Só em situações em que o time santista jogar em dia ou horário diferente o futebol da região sairá do banco de reservas na emissora dirigida por Ivo Rocha, empresário que fez dinheiro no mercado paralelo de telefones, nicho que se esgotou com a privatização do setor de telecomunicações.
Embora procurado por LivreMercado, que lhe enviou e-mail com série de perguntas, Ivo Rocha preferiu o silêncio. É um homem de comunicação que detesta comunicar-se. Principalmente se o assunto não o agrada. Ele teria confidenciado a interlocutores que se rendeu ao Ibope. Os jogos do Santos atrairiam mais ouvintes do que os das equipes locais. Os patrocinadores das transmissões, pelo menos até o final do mês, eram todos do Grande ABC e próximos ao Santo André.
Abandono insistente
Especula-se que Ivo Rocha tenha interesses políticos ao optar pelo Santos, cujo presidente Marcelo Teixeira seria candidato a deputado estadual ou federal e contaria na região com o suporte logístico das transmissões dos jogos.
A Rádio ABC é a última emissora da região a abandonar o futebol local. As demais foram adquiridas por organizações religiosas ou transferidas para São Paulo, caso da antiga Rádio Clube, hoje Trianon, e da Cacique de São Caetano.
A regulamentação federal não exige grade de programação local como antigamente. Embora o serviço de radiodifusão seja concessão pública, tudo fica ao sabor de interesses específicos. Cidadania é uma expressão sem sentido prático numa área estratégica ao fortalecimento cultural de uma comunidade.
Parceria antiga
O Santo André sempre contou com as transmissões da Rádio ABC. Nos anos 70 e 80, a disputa pela audiência regional envolvia a ABC e a então Rádio Diário. Quando em 1979 o Santo André disputou a última rodada da fase final da então Segunda Divisão no Pacaembu, contra a Esportiva de Guaratinguetá, o apoio da torcida sensibilizada pelas duas emissoras e pela ampla cobertura do Diário do Grande ABC estabeleceu recorde de público não-paulistano na Capital. Foram 20 mil pagantes.

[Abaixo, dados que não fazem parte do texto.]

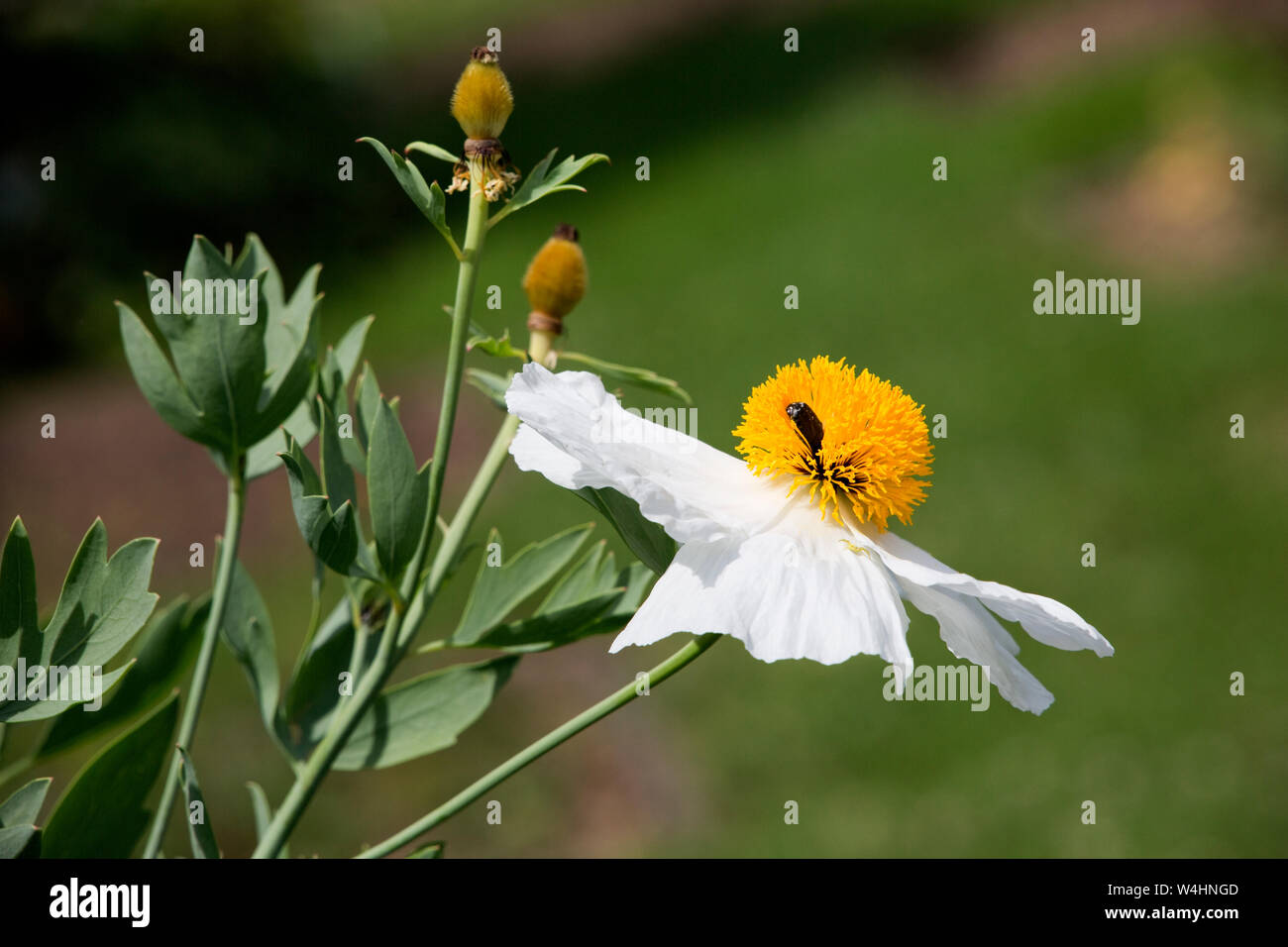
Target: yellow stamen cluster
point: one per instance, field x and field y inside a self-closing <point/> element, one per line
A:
<point x="482" y="101"/>
<point x="874" y="446"/>
<point x="482" y="105"/>
<point x="557" y="277"/>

O Santo André venceu por 1 a 0, mas dependia do resultado do jogo entre Taubaté e São José no mesmo horário no vizinho Parque Antárctica. O chamado clássico do Vale do Paraíba não reuniu nem metade dos espectadores do Pacaembu, mas a torcida do Taubaté acabou fazendo a festa depois da vitória de 1 a 0.
A equipe da região só subiu para a Primeira Divisão em 1981, quando novamente o entusiasmo destilado pelas duas equipes das rádios ABC e Diário e a ampla cobertura do Diário do Grande ABC foram decisivos na massificação da torcida.
Festa aos campeões
O Santo André disputou cinco jogos, acompanhado cumulativamente por grande parte do público de quase 100 mil pessoas que foram ao estádio do Palmeiras. O título foi comemorado até de madrugada. As ruas centrais receberam quantidade semelhante de torcedores só na conquista da Copa do Mundo de 1970 e no título do Corinthians, em 1977, depois de 23 anos de espera.

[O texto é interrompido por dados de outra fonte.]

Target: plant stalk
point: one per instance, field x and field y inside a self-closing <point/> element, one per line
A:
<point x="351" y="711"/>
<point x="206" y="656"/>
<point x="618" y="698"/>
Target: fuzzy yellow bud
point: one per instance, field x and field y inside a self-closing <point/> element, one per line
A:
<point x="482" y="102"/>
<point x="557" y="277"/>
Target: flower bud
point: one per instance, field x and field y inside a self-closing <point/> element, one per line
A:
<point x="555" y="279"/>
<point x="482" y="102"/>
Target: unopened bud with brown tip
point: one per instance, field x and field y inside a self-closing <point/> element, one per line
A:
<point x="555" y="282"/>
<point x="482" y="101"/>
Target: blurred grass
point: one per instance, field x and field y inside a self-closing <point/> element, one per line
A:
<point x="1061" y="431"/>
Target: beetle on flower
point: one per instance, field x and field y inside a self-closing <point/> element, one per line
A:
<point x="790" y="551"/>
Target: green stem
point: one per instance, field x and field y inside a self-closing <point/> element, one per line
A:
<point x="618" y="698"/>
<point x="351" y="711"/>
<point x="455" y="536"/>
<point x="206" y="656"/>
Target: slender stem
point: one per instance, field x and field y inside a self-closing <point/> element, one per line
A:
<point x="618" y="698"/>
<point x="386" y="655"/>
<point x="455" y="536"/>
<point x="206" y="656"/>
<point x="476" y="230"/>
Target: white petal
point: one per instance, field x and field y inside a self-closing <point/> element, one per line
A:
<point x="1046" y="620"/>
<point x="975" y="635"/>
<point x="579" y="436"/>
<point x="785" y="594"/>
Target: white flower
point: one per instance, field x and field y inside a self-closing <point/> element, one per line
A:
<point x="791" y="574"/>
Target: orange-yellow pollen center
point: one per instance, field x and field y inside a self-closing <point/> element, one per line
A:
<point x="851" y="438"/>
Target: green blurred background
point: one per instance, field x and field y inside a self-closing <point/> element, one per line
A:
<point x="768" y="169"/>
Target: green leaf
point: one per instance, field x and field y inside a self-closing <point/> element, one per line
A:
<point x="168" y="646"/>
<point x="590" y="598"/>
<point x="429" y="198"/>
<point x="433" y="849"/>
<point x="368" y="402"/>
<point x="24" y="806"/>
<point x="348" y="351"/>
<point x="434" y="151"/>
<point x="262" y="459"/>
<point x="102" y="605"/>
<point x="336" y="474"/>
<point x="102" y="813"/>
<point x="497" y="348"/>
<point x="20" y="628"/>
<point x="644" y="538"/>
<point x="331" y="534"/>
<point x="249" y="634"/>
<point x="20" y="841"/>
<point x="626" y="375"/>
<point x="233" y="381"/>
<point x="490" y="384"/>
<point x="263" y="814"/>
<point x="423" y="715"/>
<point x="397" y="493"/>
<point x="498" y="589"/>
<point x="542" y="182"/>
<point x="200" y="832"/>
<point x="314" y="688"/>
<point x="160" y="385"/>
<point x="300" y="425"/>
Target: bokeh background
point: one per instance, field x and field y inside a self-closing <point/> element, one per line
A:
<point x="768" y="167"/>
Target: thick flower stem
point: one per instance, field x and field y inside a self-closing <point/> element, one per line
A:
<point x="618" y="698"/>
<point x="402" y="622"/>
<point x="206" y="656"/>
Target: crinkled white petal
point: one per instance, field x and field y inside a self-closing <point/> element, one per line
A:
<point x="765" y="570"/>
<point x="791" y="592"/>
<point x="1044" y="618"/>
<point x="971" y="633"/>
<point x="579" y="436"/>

A importância do Santo André para os moradores atingia grau excepcional no início dos anos 80. A mídia eletrônica e impressa local priorizava coberturas de treinamento e de jogos e seus profissionais tinham relação direta com a região. A maioria morava aqui e se empolgava com os resultados conquistados, mas se diferenciava do bairrismo exagerado comum dos profissionais de emissoras e jornais do Interior. Tanto que a postura de independência da maioria dos profissionais irritava dirigentes que apontavam a crônica interiorana como digna de mimetismo.